Poitiers, 30 septembre 2007

Genèse 3

Chers frères et soeurs,

Nous voilà face à un texte très connu, connu non seulement des croyants mais aussi de bien des gens, parce que faisant maintenant partie des textes fondateurs des cultures humaines.
Il est souvent placé au même rang que bon nombre de mythes et de récits qui ont structuré la vie culturelle et sociale de l'humanité.
Ce n'est pas pour cette raison que je l'ai choisi, mais parce qu'il est un de ces passages de la Bible où Dieu intervient directement et dialogue avec des hommes. Ce qui m'intéresse, c'est ce que ceux qui ont raconté cette histoire ont compris de ce que Dieu veut dire aux hommes.
On peut trouver à ce texte, comme d'ailleurs à beaucoup d'autres dans la Bible, des parallèles dans l'histoire culturelle de l'humanité. Mais ce qui m'intéresserait alors, ce serait de trouver en quoi ce texte, et les autres passages bibliques, sont alors différents.
Pourtant, je n'ai pas trouvé de récits vraiment parallèles. On peut trouver des points communs, mais pas une histoire exactement parallèle. Les correspondances sont seulement partielles. Parfois même tirées par les cheveux.

Revenons à notre texte. Suite du chapitre 2, il conclut la création de l'homme par l'arrivée du péché. Point dans ce texte de bataille de divinités dont les hommes seraient les jouets. Non, ici tout est simple, et banal, tristement banal, simplement humain.

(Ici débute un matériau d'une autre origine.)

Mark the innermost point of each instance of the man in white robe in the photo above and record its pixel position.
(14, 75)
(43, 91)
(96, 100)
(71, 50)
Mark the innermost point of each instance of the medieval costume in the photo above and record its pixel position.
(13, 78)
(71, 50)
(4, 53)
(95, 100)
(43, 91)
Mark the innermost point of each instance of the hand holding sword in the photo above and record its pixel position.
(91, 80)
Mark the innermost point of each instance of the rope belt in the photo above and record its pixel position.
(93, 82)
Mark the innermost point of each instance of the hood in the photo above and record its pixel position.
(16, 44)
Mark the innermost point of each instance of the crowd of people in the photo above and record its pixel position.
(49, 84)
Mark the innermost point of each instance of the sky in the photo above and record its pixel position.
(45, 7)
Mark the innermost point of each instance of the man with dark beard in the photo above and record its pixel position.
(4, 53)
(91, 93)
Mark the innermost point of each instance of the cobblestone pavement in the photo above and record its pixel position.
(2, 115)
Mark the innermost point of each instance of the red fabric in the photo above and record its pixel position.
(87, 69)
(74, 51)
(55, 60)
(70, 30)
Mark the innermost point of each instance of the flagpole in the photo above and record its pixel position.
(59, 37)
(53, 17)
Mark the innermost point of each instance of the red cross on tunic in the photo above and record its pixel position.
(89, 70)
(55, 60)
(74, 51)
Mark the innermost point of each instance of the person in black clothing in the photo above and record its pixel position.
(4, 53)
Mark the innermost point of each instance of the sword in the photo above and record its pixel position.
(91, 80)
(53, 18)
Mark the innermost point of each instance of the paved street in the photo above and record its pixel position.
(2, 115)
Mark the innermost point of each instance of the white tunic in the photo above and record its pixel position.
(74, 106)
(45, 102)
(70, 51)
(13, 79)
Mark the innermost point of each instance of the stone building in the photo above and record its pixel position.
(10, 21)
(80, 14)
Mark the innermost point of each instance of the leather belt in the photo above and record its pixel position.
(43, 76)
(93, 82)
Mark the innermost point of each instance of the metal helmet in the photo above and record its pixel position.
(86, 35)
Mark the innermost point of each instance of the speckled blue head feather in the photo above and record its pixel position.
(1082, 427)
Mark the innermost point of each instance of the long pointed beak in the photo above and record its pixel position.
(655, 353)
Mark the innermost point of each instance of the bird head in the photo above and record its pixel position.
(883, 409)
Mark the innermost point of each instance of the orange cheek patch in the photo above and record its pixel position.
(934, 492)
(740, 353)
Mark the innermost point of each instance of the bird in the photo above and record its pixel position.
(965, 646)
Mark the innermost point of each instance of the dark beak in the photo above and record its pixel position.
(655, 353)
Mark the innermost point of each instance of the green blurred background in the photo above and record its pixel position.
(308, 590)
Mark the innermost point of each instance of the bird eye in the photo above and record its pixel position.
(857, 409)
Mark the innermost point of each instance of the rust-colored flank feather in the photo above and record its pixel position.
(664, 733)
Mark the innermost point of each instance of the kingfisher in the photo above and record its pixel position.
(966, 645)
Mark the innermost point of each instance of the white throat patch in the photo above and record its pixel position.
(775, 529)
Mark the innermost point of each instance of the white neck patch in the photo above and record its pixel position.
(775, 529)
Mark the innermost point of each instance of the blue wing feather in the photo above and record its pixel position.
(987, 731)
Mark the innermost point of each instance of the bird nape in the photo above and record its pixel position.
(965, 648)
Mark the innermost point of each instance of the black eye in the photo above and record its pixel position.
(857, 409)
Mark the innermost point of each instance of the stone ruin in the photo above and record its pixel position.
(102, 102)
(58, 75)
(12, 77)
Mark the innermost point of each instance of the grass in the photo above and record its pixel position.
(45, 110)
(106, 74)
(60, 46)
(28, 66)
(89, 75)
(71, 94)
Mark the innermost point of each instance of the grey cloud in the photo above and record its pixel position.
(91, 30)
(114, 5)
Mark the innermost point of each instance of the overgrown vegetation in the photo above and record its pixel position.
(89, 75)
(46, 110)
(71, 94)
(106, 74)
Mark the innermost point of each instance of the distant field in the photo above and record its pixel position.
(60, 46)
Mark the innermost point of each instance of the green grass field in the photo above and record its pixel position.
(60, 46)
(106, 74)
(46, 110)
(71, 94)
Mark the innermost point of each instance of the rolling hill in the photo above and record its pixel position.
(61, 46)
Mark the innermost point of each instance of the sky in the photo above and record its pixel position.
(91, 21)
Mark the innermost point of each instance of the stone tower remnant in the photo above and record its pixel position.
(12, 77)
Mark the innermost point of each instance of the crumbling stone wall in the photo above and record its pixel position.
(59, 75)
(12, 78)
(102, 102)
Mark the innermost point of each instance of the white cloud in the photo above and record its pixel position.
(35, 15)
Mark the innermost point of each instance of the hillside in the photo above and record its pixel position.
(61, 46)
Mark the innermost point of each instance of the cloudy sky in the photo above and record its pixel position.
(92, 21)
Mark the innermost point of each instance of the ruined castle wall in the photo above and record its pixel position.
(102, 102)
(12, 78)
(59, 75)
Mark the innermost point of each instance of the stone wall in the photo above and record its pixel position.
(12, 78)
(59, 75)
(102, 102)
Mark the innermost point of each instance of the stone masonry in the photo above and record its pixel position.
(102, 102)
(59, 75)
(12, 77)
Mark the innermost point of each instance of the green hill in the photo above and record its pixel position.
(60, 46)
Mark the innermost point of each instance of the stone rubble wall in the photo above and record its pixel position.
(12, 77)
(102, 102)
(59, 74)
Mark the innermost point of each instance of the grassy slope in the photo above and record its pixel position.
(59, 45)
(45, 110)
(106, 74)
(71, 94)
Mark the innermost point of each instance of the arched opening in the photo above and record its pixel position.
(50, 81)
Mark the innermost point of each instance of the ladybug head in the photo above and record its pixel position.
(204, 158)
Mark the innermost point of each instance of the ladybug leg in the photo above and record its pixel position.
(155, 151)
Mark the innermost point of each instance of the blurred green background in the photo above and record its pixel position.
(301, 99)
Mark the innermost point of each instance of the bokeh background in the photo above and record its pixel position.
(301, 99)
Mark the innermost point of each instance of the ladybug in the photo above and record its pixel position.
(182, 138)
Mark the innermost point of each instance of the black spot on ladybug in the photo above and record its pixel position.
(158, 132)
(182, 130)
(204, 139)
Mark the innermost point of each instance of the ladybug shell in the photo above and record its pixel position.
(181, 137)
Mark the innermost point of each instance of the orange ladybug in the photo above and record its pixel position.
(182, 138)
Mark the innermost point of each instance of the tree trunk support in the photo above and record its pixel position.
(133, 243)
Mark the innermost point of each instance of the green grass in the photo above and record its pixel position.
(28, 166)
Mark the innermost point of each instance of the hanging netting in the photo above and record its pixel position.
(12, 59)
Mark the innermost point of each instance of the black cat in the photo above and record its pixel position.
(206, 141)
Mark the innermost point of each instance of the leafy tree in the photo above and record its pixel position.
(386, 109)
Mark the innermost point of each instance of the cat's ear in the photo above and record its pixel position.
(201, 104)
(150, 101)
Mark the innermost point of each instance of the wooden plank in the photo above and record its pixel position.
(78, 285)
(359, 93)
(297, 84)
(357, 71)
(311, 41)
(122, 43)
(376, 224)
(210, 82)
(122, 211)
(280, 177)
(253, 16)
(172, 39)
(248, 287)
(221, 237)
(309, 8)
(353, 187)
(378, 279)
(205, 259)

Pour l'époque, un récit où un serpent parle n'était pas exceptionnel. Pour nous rationalistes, c'est plutôt anormal. Prenons le récit tel qu'il est, et cherchons plutôt ce que l'auteur, et l'Esprit qui l'a inspiré a voulu nous dire.

Je reprendrai un peu le fil de l'histoire, mais je m'arrêterait plutôt aux paroles de Dieu et à leurs implications.

Dans l'épisode précédent, Dieu avait donné cette consigne : vous pourrez manger des fruits de tous les arbres du jardin, à l'exception de celui qui est au milieu, l'arbre de la connaissance du bien et du mal. Dieu n'avait pas indiqué de raison pour cela, seulement un avertissement : si vous en mangez, vous mourrez.

Le serpent était rusé. Mais il y a sans doute un jeu de mot possible, que Chouraqui a relevé en traduisant : le serpent était nu. Simple changement de voyelle, mais même racine. On y reviendra.
Que dit donc ce serpent qui parle ? En fait, il fait comme s'il citait Dieu, mais il détourne ce que Dieu avait dit. C'est le piège. Ça ressemble à ce que Dieu a dit, mais ce n'est pas ce que Dieu a dit.
C'est le même piège que l'évangile rapporte dans les tentations de Jésus où le Diable utilise des passages bibliques détournés.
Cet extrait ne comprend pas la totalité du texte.